Western leaders have long brushed off and trivialised Israeli genocidal incitement, such as “human animals” or “Amalek,” and dismissed those statements as mere “rage in reaction to October 7”.
But after 22 months of those statements on repeat and after the genocidal incitement became more specific – like blocking humanitarian aid or “destroying everything that remains of Gaza” – it became more difficult to disregard those admissions of clear war crimes as mere “inflammatory rhetoric”.
Third, Western leaders habitually dismissed pictures of murdered children as “collateral damage” or “tragic accidents”.
But gut-wrenching photos of emaciated children starved to death could no longer be blamed on Hamas, especially when Israel kept taking pride in starving Gaza’s population.
Or when every UN agency and hundreds of organisations concluded that the forced famine was pushing hundreds of thousands of people towards certain death.
Meaningless PR manoeuvres
Even in the face of indisputable crimes against humanity like starvation or mass extermination, most Western leaders prefer to use the passive voice “Gazans are starving/dying” instead of “Israel is starving/killing Gazans.”
This was a deliberate choice of words because naming Israel as the perpetrator carries a legal responsibility on those governments to impose sanctions, suspend arms sales, and pressure Israel to stop those atrocities.
Similarly, actions taken by those states are carefully choreographed, limited in scope and hollow in consequence. In May, when the EU announced a review of the human rights clause of its association agreement with Israel, it made headlines and sparked some optimism.
But this review was entirely needless. It was the third review in 12 months, after two earlier ones incriminated Israel.
Germany’s recent announcement of suspending some arms to Israel that could be used in Gaza was equally hollow.
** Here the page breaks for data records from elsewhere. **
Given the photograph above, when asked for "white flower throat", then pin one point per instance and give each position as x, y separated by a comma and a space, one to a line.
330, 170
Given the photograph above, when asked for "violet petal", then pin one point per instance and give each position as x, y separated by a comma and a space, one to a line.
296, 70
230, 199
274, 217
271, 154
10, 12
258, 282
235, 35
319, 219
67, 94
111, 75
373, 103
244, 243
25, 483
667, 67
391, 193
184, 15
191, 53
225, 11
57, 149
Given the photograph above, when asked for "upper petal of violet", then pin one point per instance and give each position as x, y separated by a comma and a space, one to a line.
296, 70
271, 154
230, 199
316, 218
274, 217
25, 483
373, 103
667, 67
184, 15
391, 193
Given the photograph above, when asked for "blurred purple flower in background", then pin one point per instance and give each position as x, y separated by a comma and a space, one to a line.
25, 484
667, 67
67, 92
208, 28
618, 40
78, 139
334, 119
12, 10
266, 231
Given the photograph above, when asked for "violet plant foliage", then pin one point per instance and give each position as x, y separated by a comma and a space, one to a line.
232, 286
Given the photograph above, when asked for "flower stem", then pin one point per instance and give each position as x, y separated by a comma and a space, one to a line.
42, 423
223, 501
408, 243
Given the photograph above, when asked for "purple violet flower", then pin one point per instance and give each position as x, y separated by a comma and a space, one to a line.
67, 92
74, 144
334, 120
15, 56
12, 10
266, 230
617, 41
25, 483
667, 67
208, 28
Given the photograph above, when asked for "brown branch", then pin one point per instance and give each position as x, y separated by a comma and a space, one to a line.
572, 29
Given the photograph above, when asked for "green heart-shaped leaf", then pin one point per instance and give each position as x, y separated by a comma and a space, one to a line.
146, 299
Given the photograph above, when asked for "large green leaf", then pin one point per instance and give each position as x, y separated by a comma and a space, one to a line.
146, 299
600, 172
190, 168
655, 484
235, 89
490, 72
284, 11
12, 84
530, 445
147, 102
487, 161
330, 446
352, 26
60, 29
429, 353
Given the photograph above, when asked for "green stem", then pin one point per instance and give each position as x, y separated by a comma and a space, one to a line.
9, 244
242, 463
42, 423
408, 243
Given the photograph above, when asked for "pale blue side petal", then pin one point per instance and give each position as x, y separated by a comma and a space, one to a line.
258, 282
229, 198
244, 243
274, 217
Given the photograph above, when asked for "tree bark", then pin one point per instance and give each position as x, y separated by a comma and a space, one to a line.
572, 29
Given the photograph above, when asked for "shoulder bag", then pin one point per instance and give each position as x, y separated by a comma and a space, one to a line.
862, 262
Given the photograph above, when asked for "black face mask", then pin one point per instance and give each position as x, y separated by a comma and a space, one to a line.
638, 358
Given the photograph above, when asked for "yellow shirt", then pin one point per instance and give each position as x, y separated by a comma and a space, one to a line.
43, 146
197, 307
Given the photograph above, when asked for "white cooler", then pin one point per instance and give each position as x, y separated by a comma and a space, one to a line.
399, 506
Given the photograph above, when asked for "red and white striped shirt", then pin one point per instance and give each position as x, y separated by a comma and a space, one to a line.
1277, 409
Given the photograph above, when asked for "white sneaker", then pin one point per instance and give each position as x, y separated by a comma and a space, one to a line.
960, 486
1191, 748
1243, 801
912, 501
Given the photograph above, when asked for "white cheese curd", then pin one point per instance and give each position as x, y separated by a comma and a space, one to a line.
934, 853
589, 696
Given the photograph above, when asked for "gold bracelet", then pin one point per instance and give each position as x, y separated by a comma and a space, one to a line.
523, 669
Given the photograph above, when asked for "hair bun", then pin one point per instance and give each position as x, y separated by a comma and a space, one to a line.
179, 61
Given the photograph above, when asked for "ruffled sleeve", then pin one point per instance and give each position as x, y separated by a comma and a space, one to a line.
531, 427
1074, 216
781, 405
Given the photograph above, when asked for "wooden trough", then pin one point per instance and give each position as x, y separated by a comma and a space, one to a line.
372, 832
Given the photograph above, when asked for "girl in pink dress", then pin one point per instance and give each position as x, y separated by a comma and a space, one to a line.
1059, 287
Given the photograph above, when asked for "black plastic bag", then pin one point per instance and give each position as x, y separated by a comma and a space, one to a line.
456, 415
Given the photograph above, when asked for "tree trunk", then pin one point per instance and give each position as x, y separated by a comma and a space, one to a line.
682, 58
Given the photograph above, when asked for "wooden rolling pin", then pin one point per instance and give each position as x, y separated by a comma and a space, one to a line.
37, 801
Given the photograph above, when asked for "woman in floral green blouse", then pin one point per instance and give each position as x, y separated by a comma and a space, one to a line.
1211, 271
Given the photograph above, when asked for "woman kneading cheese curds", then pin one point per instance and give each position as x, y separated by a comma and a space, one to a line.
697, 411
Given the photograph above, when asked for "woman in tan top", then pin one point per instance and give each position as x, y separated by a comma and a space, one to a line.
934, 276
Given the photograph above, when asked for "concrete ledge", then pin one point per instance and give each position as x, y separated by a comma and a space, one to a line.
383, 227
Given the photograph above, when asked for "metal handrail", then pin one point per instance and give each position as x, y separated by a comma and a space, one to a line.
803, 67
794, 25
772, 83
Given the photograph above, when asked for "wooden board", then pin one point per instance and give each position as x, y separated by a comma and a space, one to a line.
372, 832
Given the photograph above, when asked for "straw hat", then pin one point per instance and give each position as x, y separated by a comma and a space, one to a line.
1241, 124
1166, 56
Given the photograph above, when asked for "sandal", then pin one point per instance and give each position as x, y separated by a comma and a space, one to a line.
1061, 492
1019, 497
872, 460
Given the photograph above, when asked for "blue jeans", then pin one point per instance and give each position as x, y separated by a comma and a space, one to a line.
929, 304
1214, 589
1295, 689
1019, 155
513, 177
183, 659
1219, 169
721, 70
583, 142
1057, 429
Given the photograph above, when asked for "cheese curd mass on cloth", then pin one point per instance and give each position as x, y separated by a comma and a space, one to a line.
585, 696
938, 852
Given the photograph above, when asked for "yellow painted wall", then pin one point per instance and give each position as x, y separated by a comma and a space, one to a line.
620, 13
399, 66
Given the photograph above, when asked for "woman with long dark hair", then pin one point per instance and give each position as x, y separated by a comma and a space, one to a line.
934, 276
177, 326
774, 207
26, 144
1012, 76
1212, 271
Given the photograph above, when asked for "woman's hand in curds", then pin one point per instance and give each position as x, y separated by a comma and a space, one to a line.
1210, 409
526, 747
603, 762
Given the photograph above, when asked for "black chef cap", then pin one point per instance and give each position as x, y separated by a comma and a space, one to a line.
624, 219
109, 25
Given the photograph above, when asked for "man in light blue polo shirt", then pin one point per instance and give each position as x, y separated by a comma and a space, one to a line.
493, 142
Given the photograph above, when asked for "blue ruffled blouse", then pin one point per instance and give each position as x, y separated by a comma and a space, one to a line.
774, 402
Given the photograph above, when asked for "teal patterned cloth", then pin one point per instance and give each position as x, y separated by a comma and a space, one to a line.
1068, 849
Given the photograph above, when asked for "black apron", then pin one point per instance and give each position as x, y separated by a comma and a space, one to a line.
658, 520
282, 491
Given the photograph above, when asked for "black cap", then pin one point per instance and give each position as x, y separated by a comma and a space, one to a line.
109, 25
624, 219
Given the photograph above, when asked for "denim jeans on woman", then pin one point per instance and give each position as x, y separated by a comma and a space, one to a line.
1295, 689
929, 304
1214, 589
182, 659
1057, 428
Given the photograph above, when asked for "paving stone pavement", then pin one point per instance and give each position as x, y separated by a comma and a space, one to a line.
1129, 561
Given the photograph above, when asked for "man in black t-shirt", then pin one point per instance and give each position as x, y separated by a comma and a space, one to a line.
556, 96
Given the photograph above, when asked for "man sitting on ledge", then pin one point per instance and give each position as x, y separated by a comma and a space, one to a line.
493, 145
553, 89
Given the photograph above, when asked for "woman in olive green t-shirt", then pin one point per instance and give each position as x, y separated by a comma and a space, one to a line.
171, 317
Canada made a similar declaration in 2024, only to learn last July that weapons are still flowing from Ottawa to Tel-Aviv despite the embargo.
The pattern here is that Western governments are still trying to buy time through rhetorical statements and PR stunts to save face and register formal opposition to Israel’s genocide, while doing nothing serious to stop it and even continuing to enable it.
Those gestures are not bold ruptures with the status quo but deft manoeuvres to preserve it. Western governments continue to treat Palestinian suffering as a crisis to manage, not a moral emergency to end.